Thursday, January 26, 2012

Text-to-Audio on my Mac

I recently experimented a little with creating speech from a given text.

First of all I had not known that this functionality existed on my Mac. A little web search discovered a number of pages explaining the functionality but for the sake of the reader (and maybe even more my own's sake not having to remember all this stuff) I'll describe it here.

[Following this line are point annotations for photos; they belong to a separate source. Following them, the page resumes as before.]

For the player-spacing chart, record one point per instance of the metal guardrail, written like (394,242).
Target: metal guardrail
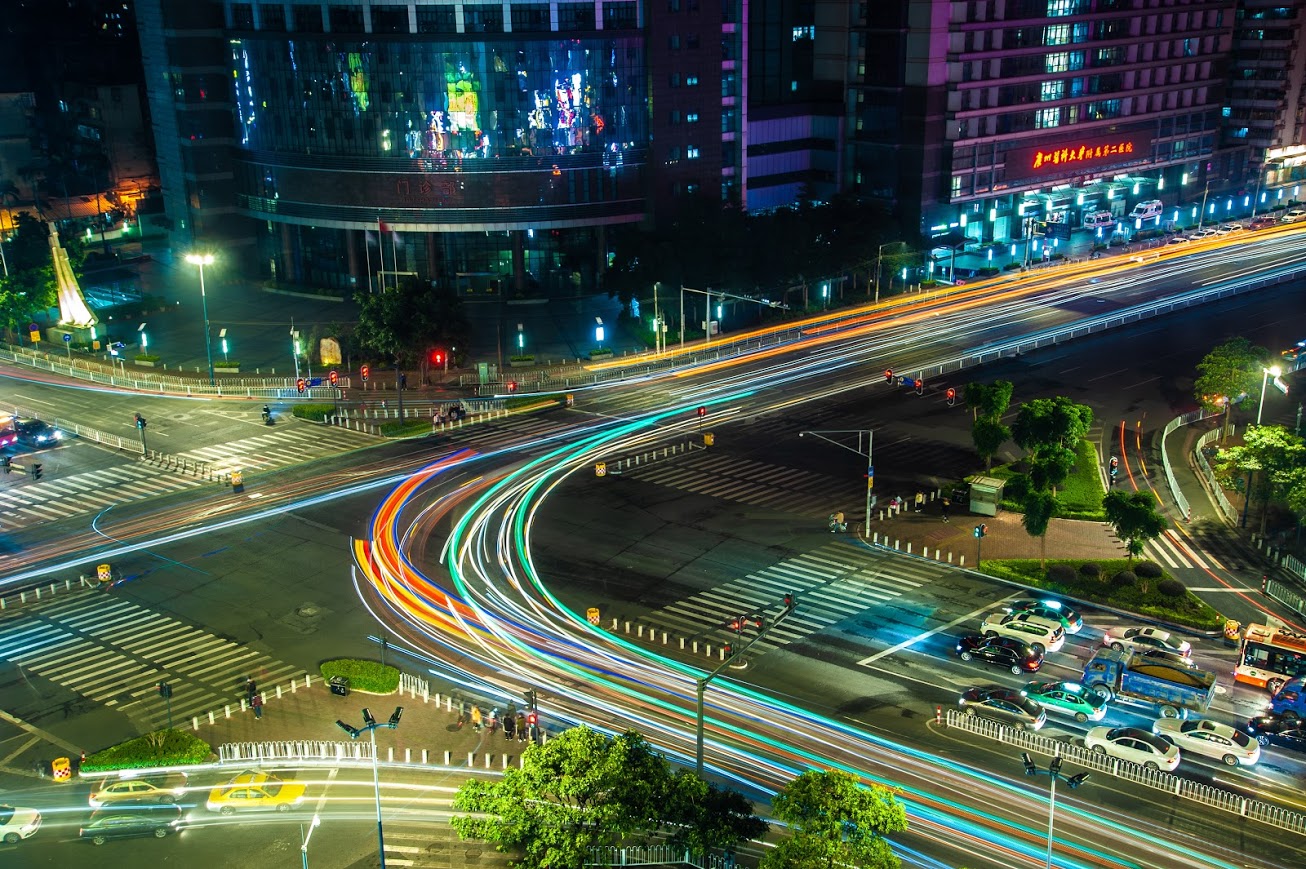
(1172,784)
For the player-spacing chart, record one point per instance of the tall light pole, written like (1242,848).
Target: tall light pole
(370,724)
(201,260)
(1053,772)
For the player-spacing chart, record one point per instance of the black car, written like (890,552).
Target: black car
(1002,651)
(1275,729)
(131,821)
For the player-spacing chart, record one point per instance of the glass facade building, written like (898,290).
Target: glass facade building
(477,145)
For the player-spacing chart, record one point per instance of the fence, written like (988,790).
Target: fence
(1172,784)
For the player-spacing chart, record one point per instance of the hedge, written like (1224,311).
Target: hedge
(315,412)
(363,676)
(162,748)
(1143,596)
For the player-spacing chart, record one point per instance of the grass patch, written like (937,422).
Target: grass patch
(1080,497)
(363,676)
(405,427)
(1144,596)
(161,748)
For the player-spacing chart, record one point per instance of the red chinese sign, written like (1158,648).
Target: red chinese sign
(1076,156)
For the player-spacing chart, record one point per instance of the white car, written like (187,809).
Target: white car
(1134,745)
(17,823)
(1040,634)
(1140,638)
(1210,738)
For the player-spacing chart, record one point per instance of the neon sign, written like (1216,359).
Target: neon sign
(1076,156)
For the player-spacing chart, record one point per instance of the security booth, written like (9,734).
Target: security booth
(985,495)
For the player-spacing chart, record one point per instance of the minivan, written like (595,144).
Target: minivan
(1147,209)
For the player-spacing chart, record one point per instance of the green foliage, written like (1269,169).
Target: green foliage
(583,789)
(835,821)
(1134,518)
(1172,587)
(161,748)
(1189,609)
(372,677)
(315,412)
(1230,370)
(401,323)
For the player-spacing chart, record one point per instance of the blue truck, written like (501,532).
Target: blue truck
(1166,690)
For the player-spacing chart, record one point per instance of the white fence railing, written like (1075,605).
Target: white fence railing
(1173,784)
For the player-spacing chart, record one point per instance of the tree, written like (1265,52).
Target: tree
(404,322)
(835,822)
(1229,373)
(1134,518)
(583,789)
(989,434)
(1040,508)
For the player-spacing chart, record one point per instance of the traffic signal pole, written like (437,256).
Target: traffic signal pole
(701,682)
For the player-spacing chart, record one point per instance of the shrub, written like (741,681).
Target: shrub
(1172,587)
(1148,570)
(162,748)
(1123,579)
(315,412)
(363,676)
(1061,575)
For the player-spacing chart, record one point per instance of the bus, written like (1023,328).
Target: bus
(1271,656)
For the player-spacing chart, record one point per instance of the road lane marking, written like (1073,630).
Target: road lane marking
(892,650)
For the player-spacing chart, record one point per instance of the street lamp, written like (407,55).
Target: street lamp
(1053,772)
(370,725)
(1264,377)
(201,260)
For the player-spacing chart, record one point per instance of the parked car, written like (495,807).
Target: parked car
(161,789)
(1003,705)
(1140,638)
(251,791)
(1014,655)
(1276,729)
(1042,635)
(1067,698)
(17,823)
(1134,745)
(1049,609)
(1210,738)
(132,821)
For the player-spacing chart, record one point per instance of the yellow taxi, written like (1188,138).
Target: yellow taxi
(255,791)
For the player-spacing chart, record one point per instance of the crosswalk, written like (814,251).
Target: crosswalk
(284,444)
(829,584)
(751,482)
(116,652)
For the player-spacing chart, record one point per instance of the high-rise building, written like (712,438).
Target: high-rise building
(977,116)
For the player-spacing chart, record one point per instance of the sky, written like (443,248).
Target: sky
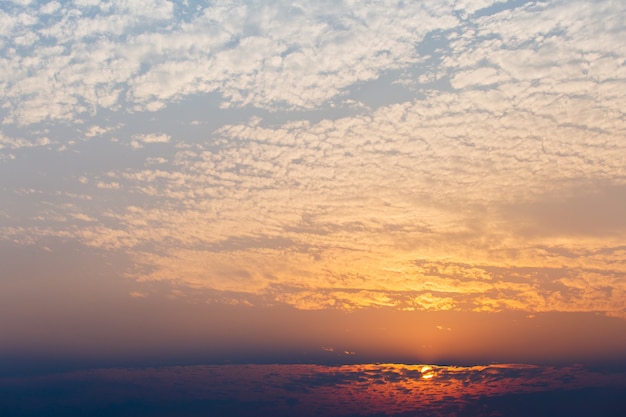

There are two applications involved:
  1. TextEdit where you write the text to be converted to speech
  2. Automator which will do the conversion
So in the first step open TextEdit (Finder->Applications->TextEdit) and write some text which you would like to hear.
Then you need to start Automator (Finder->Applications->Automator).
  • In the first window choose the workflow Text .
  • Change the field Get content from and select TextEdit
  • Click the Choose button
  • In the lefthand column under Library click Text and in the next column double click Text to Audio File.
  • In the Text to Audio File frame you can choose a voice by selecting an entry in System Voice: I pick Alex.
  • Choose a filename (it will be saved in aiff format) and a location where to store the result.
  • Click the Run button in the upper righthand corner of Automator. Now your text should get transformed into speech and a file containing the output will be created.
  • Click the Results button in the Text to Audio File frame. Listen to result by double clicking on the file icon.
The recipe above works fine if you do text to speech translation once in a while.

Regular task:
If you do it regularily you can create an Automator workflow and reuse it whenever needed. Simply do a 'Save As...' and save this workflow under a recognizablee name. Note that it will always use the same output filename and location and this overwrites previous audio files.

More voices:
You can also download and install other voices if you're not happy with the standard ones. Good ones possibly need to be paid for, some sites offer trials e.g. InfoVox from Assistiveware.

Speech control:
You can insert certain control elements into the text to better control the speech like volume changes of certain words, extra pauses etc. I have been using the silence element e.g. a pause of 5 seconds can be achieved with [[slnc 5000]]
Here is a comprehensive list of speech commands from Apple (the page seems to be deprecated but the commands still work).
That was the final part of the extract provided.